UTF-8 without BOM

Dan Gargus

A Wordpress bug fix suggests to convert erroring files to “UTF-8 without BOM” but I cannot find that conversion option.

Can anyone tell me why it’s not available?

guy038

Hello Dan,

Well, starting with the v6.8.1 version of N++, the main menu Encoding has been, slightly, changed :

Before the v6.8.1 version, the Encode lines were Encode in ANSI, Encode in UTF-8 without BOM, Encode in UTF-8, Encode in UCS-2 Big Endian and Encode in UCS-2 Little Endian. And idem, for the Convert lines.
From the v6.8.1 version, the Encode lines are Encode in ANSI, Encode in UTF-8, Encode in UTF-8-BOM, Encode in UCS-2 BE BOM and Encode in UCS-2 LE BOM. And idem, for the Convert lines.

NOTES :

The BOM, also called Byte Order MArk, is an invisible character, of Unicode code point \xFEFF, which helps the application to detect the right encoding of the current file, as well as the Most and the Least significant bytes of the characters, in that file.

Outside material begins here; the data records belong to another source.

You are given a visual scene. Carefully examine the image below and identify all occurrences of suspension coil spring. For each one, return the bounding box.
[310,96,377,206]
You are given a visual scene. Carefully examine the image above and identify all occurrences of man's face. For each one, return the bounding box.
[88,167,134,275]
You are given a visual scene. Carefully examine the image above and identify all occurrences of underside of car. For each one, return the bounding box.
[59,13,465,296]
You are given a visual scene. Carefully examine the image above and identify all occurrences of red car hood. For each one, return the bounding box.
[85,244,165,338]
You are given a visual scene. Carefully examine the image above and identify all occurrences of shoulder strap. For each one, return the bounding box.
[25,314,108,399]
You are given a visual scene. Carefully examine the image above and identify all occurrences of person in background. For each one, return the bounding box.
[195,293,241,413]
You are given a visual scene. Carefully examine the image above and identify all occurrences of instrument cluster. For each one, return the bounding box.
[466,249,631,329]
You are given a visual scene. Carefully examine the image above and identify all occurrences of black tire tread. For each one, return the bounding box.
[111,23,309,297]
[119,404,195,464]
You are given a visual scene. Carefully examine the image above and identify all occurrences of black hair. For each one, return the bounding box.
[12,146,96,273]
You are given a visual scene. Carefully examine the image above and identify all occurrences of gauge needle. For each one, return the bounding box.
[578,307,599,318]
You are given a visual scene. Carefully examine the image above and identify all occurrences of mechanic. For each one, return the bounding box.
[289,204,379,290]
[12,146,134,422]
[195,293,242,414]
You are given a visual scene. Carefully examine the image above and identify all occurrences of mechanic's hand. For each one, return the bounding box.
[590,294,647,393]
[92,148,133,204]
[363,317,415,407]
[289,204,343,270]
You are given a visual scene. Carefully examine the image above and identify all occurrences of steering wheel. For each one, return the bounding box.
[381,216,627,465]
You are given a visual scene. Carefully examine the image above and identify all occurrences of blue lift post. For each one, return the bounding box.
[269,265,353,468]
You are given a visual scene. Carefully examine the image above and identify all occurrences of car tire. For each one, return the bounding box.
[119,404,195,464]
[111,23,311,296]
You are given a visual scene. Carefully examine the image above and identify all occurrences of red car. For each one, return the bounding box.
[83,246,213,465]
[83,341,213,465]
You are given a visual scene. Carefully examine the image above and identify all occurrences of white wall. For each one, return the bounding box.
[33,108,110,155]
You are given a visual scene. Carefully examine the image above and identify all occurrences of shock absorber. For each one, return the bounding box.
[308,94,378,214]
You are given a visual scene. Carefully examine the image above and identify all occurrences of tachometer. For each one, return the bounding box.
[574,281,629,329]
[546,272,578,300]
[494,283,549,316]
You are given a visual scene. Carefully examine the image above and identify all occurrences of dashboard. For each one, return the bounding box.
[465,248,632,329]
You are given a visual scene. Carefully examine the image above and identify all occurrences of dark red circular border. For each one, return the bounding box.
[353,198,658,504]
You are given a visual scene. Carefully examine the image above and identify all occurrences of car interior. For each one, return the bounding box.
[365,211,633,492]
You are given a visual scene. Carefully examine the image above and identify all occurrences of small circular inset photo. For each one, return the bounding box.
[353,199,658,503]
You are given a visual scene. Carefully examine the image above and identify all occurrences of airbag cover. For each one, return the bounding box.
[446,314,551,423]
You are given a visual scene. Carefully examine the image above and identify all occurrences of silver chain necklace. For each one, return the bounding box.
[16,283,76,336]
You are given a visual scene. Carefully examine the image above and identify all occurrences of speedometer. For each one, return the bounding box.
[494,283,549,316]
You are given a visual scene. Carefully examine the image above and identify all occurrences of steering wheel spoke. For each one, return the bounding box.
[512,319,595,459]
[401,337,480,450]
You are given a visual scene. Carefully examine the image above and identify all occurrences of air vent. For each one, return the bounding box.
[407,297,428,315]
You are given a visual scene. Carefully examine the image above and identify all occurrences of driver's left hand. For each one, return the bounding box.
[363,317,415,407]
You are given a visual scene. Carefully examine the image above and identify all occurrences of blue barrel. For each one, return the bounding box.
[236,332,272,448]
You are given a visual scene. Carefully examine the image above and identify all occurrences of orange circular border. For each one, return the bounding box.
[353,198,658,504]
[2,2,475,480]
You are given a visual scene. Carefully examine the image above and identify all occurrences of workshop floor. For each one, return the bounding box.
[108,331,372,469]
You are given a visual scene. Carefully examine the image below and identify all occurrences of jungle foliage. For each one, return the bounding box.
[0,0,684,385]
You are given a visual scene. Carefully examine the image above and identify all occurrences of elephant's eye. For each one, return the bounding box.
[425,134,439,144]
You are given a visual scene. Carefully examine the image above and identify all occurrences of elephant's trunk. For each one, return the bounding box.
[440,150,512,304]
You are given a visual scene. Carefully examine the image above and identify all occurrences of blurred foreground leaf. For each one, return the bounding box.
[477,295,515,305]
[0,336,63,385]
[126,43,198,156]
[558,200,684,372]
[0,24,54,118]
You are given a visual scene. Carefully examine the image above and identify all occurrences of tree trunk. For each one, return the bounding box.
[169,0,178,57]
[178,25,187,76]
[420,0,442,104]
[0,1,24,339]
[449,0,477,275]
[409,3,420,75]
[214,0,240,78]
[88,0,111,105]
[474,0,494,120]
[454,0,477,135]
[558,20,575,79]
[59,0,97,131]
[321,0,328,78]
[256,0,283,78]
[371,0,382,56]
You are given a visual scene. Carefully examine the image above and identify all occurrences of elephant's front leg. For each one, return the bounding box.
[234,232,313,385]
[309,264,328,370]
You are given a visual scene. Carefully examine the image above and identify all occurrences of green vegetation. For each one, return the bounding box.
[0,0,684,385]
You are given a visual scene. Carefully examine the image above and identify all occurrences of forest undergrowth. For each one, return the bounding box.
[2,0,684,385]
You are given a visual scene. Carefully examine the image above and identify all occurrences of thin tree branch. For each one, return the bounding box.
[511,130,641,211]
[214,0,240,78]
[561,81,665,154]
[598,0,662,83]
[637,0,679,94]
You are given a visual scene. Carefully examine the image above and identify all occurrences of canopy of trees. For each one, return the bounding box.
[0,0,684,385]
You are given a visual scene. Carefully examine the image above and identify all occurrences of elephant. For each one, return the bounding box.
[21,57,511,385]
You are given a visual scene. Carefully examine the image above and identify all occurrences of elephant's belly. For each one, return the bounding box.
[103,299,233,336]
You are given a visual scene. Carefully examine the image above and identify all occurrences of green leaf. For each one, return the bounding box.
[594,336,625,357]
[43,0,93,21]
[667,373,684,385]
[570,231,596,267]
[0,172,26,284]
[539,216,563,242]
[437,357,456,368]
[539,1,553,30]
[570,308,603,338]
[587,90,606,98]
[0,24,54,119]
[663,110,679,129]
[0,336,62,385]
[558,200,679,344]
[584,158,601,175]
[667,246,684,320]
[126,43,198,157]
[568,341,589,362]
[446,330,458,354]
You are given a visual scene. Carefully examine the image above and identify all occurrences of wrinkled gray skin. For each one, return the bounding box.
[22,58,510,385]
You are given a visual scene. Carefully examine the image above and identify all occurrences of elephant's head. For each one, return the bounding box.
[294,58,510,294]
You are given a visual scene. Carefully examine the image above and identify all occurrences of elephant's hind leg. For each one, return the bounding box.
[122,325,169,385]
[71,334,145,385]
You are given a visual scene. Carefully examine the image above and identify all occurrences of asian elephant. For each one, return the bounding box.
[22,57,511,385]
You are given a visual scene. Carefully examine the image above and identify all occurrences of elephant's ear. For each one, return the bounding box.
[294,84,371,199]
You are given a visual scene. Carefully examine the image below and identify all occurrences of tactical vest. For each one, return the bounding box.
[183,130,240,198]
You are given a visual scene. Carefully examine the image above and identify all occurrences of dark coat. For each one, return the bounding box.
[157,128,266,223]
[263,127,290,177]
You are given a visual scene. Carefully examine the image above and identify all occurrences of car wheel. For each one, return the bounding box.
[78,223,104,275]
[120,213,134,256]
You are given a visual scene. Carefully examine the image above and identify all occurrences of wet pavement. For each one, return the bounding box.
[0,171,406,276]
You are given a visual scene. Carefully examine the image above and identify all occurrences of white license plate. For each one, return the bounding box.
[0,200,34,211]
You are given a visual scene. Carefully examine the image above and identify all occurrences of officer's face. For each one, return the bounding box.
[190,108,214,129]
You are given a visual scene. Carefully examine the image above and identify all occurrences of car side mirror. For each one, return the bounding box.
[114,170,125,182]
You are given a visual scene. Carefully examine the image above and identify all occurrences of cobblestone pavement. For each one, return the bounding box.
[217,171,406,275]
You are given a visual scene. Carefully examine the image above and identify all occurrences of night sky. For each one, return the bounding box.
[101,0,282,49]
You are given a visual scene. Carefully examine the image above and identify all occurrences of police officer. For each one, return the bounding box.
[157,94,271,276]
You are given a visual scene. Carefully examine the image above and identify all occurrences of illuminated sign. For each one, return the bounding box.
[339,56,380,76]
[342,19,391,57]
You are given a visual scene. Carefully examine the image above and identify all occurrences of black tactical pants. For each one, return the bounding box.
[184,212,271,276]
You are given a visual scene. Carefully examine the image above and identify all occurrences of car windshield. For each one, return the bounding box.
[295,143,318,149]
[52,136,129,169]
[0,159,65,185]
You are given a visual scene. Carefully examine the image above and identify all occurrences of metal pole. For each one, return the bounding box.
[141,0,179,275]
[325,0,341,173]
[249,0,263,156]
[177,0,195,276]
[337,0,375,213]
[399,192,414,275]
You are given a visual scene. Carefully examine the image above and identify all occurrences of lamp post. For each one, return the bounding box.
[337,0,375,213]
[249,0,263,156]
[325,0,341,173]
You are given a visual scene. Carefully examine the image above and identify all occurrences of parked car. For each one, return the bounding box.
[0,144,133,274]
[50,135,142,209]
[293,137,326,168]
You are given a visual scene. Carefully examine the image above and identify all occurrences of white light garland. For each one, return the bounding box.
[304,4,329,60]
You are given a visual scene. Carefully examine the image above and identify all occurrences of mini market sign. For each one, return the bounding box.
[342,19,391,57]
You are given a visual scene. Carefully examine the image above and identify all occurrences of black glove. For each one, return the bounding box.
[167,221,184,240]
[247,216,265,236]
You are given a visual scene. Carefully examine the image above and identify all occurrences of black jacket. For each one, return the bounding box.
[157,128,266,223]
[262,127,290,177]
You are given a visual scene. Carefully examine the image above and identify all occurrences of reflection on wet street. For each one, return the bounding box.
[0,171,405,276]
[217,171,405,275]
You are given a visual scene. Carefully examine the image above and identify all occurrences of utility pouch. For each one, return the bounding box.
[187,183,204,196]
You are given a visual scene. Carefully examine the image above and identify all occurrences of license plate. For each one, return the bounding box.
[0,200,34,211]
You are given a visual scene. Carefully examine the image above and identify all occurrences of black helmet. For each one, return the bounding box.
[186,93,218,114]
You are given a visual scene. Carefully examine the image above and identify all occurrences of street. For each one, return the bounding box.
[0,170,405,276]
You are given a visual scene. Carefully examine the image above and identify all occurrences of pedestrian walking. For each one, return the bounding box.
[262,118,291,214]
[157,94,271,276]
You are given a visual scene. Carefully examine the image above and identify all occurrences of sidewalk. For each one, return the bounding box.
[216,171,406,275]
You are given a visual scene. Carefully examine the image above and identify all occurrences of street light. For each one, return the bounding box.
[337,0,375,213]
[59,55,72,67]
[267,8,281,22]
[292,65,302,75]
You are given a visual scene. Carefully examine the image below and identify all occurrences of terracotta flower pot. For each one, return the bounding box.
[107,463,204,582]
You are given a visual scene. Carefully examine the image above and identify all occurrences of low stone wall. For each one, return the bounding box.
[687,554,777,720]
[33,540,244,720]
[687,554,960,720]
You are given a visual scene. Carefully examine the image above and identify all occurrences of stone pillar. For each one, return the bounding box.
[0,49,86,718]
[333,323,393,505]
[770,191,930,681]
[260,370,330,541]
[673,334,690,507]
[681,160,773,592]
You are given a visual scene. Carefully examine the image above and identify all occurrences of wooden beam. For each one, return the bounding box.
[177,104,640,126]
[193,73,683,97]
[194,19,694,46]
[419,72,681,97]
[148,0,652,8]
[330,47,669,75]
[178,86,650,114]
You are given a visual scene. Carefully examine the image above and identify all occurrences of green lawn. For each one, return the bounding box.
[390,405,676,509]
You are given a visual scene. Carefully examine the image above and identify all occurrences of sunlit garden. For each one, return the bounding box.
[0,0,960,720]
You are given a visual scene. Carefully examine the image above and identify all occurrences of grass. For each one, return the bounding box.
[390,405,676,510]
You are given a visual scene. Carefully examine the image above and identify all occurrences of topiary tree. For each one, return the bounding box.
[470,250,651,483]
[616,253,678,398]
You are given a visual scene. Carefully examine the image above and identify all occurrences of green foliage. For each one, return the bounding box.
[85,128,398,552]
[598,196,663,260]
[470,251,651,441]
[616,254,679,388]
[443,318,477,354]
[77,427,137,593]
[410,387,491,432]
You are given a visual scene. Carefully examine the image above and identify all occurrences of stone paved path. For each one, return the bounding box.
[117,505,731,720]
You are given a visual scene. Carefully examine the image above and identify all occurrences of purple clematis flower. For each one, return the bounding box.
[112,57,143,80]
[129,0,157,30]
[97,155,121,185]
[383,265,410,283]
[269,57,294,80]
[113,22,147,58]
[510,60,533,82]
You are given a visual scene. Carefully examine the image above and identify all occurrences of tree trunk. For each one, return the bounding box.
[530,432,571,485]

So, depending of the Unicode encoding used, the representation of the hidden BOM character, beginning the file is :

The two bytes FE FF in the UCS-2 BE BOM
The two bytes FF FE in the UCS-2 LE BOM
The three bytes EF BB BF in the UTF-8 BOM encoding

REMARKS :

The UTF-8 sequence EF BB BF is just the UTF-8 transformation format of the UNICODE value of the BOM ( FE FF ) !

The N++ encoding, simply called UTF-8, means that all the characters of the file are UTF-8 encoded, but NO BOM is added, at the very beginning of the file. That’s the UNIQUE difference with the strict UTF-8-BOM encoding !

Best Regards,

guy038